December Reflections 18: I said goodbye to…

A blue fountain pen with the lid on, a closed notebook, and part of a magazine showing Judith Kerr with the original Mog

… my identity as a writer, for the moment at least.

My other best decision of 2023 was turning down my first ever book contract. I meant to write about that – first about getting it, then about turning it down – but I never managed it. Not longhand (can’t get to a flat surface), not touch typing (very rarely have both hands free), not dictating (distracts and confuses the baby). Any solution I find works for a week or so and then fails. All I’m managing is these tiny little blogs, typed with one hand on my phone

More to the point, I just don’t want to. The urge to write (fiction, long form non-fiction, poetry) has been patchy over the last couple of years, and non-existent over the last few months. I could force it, but why? Only recently have I found myself thinking myself back into a character’s head (what would Julian make of war memorials, anyway?), and I’m not in any position to do anything about it. There’s time. It’ll come back when it wants to come back.

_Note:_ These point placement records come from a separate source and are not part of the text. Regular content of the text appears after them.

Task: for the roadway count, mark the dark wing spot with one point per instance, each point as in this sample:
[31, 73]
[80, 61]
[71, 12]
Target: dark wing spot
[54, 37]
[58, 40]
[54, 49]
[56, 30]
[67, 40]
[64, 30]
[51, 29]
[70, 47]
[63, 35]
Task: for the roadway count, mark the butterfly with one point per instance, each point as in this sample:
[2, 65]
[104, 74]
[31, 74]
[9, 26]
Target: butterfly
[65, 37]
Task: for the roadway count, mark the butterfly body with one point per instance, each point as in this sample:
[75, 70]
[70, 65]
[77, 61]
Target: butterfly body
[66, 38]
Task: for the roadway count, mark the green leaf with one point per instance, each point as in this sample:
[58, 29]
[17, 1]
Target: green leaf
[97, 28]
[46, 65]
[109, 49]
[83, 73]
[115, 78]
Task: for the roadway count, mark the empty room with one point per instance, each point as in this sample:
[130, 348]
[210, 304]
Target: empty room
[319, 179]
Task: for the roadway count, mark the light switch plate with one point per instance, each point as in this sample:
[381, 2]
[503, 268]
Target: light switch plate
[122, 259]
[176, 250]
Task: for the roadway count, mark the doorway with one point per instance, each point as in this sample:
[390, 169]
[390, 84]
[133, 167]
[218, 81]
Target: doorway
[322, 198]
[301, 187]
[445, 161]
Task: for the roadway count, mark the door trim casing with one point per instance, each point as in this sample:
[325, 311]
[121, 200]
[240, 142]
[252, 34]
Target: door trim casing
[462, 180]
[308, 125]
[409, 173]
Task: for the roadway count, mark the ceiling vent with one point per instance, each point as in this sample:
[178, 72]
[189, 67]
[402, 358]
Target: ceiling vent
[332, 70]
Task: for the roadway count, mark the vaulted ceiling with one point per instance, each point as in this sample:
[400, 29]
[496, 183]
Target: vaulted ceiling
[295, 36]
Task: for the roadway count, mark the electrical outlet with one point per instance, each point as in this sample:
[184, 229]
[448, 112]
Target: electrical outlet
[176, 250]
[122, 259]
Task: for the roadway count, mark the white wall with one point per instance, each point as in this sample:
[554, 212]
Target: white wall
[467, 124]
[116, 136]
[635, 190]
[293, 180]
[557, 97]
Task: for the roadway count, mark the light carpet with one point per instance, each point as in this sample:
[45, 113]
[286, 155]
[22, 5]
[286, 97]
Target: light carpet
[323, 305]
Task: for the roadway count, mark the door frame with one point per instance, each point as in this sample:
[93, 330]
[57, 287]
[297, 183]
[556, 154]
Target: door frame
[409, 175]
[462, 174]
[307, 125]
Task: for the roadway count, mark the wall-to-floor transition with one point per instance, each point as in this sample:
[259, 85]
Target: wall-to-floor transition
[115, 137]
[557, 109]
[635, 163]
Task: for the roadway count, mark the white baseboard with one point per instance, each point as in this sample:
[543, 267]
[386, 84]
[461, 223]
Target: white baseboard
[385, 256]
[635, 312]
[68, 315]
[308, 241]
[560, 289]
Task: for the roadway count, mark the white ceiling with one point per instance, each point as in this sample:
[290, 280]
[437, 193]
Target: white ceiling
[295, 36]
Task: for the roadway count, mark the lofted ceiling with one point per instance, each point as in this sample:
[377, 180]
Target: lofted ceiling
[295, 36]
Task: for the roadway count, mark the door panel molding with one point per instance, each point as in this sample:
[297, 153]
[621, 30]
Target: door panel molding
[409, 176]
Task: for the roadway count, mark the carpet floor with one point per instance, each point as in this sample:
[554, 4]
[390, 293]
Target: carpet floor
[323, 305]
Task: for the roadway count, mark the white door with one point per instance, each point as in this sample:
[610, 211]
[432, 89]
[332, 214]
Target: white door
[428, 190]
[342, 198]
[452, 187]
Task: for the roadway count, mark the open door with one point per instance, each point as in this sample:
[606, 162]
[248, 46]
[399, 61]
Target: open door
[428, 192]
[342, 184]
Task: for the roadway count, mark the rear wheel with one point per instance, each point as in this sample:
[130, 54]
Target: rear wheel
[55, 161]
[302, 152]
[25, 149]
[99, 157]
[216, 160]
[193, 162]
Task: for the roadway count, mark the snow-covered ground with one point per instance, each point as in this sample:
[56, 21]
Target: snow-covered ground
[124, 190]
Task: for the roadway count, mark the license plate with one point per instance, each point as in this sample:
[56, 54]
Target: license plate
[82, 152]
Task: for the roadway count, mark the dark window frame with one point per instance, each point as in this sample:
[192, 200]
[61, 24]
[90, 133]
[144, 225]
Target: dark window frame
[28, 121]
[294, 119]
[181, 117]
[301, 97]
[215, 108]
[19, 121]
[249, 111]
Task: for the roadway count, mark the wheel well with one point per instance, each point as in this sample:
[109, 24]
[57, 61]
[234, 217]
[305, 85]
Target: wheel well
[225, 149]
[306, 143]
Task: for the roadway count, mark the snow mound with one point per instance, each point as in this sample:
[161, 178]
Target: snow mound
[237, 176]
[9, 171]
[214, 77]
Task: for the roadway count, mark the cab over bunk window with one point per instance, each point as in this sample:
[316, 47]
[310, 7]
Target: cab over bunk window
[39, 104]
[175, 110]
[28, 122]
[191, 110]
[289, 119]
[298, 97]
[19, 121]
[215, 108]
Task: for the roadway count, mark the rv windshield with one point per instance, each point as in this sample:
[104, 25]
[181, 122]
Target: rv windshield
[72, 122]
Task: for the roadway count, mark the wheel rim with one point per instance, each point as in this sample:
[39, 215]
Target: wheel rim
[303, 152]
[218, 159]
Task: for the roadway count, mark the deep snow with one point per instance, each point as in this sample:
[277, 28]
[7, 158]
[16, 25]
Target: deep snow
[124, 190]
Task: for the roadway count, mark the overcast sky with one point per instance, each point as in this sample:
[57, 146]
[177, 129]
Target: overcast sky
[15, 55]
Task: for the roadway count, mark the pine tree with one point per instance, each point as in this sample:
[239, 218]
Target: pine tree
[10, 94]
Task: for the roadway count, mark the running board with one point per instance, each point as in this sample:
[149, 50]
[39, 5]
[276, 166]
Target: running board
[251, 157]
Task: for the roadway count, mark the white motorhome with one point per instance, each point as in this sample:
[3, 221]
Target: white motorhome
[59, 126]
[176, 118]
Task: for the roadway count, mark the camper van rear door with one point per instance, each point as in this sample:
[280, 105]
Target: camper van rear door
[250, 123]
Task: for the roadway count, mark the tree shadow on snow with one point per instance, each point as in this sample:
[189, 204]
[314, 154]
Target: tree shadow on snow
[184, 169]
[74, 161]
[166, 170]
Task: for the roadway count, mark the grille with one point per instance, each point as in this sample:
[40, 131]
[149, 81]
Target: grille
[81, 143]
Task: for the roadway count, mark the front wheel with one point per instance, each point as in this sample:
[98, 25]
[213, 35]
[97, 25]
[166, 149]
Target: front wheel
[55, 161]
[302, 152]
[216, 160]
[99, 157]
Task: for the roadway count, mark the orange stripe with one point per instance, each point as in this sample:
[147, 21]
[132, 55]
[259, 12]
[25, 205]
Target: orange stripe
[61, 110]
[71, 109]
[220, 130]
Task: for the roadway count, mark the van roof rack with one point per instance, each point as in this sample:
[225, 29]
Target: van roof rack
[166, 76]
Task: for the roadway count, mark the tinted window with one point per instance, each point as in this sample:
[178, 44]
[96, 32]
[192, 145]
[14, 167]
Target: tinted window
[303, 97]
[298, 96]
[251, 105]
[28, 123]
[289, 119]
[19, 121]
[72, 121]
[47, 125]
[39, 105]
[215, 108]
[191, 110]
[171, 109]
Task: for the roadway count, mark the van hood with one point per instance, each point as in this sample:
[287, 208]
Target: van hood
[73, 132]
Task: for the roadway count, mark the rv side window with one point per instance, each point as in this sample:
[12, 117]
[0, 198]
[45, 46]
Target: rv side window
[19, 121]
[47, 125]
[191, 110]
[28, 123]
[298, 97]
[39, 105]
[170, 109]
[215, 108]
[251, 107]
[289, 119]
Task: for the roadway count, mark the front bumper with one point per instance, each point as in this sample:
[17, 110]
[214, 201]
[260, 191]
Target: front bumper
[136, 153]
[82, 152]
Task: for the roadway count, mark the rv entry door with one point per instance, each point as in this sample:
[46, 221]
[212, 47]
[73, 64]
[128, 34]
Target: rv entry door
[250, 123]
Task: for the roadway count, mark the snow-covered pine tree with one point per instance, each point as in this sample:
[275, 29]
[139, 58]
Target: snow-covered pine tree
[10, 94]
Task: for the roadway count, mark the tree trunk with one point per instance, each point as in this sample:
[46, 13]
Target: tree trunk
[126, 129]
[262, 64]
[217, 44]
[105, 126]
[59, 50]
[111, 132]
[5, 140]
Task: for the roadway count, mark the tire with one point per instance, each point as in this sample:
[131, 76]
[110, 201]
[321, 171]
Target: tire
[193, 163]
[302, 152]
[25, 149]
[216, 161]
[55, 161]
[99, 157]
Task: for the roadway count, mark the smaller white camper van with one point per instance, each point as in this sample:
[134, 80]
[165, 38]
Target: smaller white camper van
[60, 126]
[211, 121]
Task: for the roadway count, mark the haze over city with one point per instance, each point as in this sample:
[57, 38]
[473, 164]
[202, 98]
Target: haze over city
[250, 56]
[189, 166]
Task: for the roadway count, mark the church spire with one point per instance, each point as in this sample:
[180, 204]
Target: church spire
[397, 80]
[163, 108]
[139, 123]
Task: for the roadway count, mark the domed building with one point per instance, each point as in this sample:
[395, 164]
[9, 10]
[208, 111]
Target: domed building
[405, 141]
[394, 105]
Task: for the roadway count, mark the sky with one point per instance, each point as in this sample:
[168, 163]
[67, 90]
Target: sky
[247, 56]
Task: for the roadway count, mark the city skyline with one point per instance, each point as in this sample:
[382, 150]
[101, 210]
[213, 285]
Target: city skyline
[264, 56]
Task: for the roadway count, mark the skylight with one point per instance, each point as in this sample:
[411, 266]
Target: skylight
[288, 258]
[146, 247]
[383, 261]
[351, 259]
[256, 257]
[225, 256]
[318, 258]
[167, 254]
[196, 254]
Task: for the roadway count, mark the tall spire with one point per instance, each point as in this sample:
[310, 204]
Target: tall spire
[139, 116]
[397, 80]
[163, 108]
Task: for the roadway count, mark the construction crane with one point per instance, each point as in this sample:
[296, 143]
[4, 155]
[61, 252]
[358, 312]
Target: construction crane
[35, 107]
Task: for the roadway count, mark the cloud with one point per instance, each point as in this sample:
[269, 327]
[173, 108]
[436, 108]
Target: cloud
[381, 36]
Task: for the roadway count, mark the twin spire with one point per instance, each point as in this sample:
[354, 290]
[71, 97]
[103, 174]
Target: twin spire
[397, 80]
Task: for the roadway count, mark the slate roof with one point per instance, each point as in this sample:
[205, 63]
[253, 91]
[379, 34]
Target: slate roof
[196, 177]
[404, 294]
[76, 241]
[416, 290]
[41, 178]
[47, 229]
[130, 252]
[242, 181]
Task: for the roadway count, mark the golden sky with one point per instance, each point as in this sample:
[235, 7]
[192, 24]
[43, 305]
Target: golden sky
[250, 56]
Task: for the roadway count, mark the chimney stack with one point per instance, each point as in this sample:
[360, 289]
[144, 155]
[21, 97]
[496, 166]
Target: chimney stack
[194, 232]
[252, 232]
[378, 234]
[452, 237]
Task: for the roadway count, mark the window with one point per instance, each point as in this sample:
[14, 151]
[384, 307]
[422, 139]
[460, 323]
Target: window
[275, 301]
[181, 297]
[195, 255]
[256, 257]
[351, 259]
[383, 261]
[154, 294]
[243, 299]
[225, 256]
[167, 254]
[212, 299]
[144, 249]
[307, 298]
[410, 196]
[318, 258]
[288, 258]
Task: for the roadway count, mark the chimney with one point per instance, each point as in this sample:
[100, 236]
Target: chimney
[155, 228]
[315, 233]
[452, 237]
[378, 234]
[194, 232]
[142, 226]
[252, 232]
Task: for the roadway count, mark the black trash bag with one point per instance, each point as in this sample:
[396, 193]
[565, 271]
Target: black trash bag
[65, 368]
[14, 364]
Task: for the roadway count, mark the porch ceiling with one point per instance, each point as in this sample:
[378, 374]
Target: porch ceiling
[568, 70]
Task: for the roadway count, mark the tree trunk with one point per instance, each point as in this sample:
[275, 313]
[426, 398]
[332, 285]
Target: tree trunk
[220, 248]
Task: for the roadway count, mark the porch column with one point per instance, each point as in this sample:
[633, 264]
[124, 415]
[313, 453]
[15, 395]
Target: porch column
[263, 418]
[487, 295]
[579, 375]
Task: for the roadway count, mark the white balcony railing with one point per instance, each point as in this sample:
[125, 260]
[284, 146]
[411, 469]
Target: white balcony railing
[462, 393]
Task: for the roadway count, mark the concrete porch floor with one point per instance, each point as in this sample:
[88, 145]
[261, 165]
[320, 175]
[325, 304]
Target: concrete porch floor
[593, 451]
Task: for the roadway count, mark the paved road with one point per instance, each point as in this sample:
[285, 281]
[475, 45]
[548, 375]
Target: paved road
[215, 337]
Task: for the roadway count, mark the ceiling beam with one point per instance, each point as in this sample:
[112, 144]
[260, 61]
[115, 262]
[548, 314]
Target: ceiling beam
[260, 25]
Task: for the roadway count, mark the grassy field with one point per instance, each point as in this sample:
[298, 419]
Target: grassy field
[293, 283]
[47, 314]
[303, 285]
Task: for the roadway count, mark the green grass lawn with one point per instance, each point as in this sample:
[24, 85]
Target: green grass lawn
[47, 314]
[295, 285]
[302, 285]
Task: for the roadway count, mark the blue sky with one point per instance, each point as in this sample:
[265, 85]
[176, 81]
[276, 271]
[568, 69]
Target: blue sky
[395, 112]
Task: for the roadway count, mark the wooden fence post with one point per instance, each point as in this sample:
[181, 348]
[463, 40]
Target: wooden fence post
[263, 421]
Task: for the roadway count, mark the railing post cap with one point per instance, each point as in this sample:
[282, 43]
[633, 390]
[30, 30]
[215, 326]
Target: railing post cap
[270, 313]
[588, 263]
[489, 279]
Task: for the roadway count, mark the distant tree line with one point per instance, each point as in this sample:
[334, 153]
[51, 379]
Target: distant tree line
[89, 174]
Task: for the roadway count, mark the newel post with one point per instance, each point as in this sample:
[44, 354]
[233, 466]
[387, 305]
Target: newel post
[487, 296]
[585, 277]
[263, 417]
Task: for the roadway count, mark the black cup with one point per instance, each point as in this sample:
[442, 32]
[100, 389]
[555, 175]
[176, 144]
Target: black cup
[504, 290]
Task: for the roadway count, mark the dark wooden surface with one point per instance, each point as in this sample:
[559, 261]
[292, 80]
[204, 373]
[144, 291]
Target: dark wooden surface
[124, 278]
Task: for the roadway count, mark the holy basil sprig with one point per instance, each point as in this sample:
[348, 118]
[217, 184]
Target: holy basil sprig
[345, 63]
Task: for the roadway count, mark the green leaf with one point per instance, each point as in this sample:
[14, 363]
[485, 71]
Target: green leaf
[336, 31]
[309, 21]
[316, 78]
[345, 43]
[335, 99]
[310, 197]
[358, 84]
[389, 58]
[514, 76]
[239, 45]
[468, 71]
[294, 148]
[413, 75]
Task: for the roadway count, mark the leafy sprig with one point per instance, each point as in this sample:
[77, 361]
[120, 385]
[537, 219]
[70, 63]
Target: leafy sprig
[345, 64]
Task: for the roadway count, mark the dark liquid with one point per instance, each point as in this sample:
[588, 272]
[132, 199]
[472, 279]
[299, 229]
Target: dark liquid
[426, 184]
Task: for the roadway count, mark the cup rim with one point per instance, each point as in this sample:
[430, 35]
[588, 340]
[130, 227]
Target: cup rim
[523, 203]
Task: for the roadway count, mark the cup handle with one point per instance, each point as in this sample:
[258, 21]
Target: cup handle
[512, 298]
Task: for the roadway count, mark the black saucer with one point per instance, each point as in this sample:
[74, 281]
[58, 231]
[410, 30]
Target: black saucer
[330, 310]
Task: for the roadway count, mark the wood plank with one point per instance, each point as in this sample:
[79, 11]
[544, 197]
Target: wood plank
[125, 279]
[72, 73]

In the meantime I’m refusing to beat myself up for not being Superwoman. A friend told me about seeing a documentary about Judith Kerr in which the great author said, very matter-of-factly, ‘Of course I couldn’t do any writing while the children were small.’ So there we go. If stepping back is good enough for her then it’s most definitely good enough for me.

I’m hoping it’s au revoir rather than goodbye. But, the way things stand at the moment, I’m honestly much less bothered than I’d have predicted two years ago.

December Reflections 15: cherished

A toy pig made from beige corduroy. It has one blue eye.

Pa gave me this venerable pig on semi-permanent loan some time in the late 1990s, probably, and told me, “You must cherish him,” so I did, and then gave him back when I went to university, I should think, and then I reclaimed him last year.

I have a few of Pa’s old toys (for a war baby, he did extremely well). I’m still missing one of the Dutch dolls. I think Pa removed her from the dolls’ house to crew a steam engine, but where has she gone? I hope she’ll turn up as we continue to empty the house.

December Reflections 3: fave photo of 2023

A blue evening looking out over the sea. A silhouetted figure puts out a hand as if to support a brightly lit ship out at sea.

Not sure if this is the favourite, but it’s certainly a favourite. That’s my youngest brother putting out a hand to hold the ship on which my oldest brother and family are off on honeymoon, and my mother waving. A gorgeous evening in May, a view that’s always restorative, and the honeysuckle running riot. I think there was a cat twirling around my feet, too.

Angel shadow

A portrait in an oval gilt frame of a young woman in nineteenth century evening dress. Sunlight is falling across the picture, casting a shadow of a winged circle with a long tail

Beauty is fleeting. If I’d been looking five minutes earlier, or later, I’d have missed this strange little golden shadow falling across my great-great-great-aunt’s picture. (There are two stained-glass suncatchers hanging in the window, one representing a bee and the other an oblong rainbow: together they make an angel.) That said, she’s been looking beautiful in this portrait for a hundred and sixty years. Either way, I suppose it’s a case of looking, and appreciating when you see it.

Lighten our darkness

Lit candles illuminate carved wooden stalls

I have not just been falling asleep reading books. I have been falling asleep trying to say evening prayer, whether doing it by myself on the app or watching some cathedral’s livestream on YouTube. In the Marlows books, Patrick says that his nurse told him that if you fall asleep during a prayer your guardian angel finishes it for you. If that’s the case then I’ve been keeping mine busy. I do not fall asleep, however, if I walk twenty minutes through a dark chilly blowy evening to go to Evensong. So I did that today. The journey there was rendered particularly dramatic by a power cut: half the hill was in darkness.

I’m glad I went. Gloomy readings from Daniel and Revelation matching my mood; light and music reaching through and transforming it. And the thought that this prayer goes on and on, through the centuries, whether I’m there or not.

Lighten our darkness, we beseech thee, O Lord, and by thy great mercy defend us from all perils and dangers of this night, for the love of thy only Son, our Saviour, Jesus Christ. Amen.

Regaining range

Tarmac path with hedges on both sides and a tree with yellow leaves rising from the left

It’s been a while since I walked my usual walk. Last month I slipped getting out of the shower and bashed my knee: I couldn’t get downstairs for three days, it took me seven to get out of the house, and for several weeks more it was painful if I moved it the wrong way. You can imagine how frustrating this was. Even now I can’t straighten my leg fully. Then I’ve had various things to buy and places to be, so I’ve been using my walking energy getting into town. But today I went out and I walked for fifty minutes, just for the pleasure of going for a walk. It was great.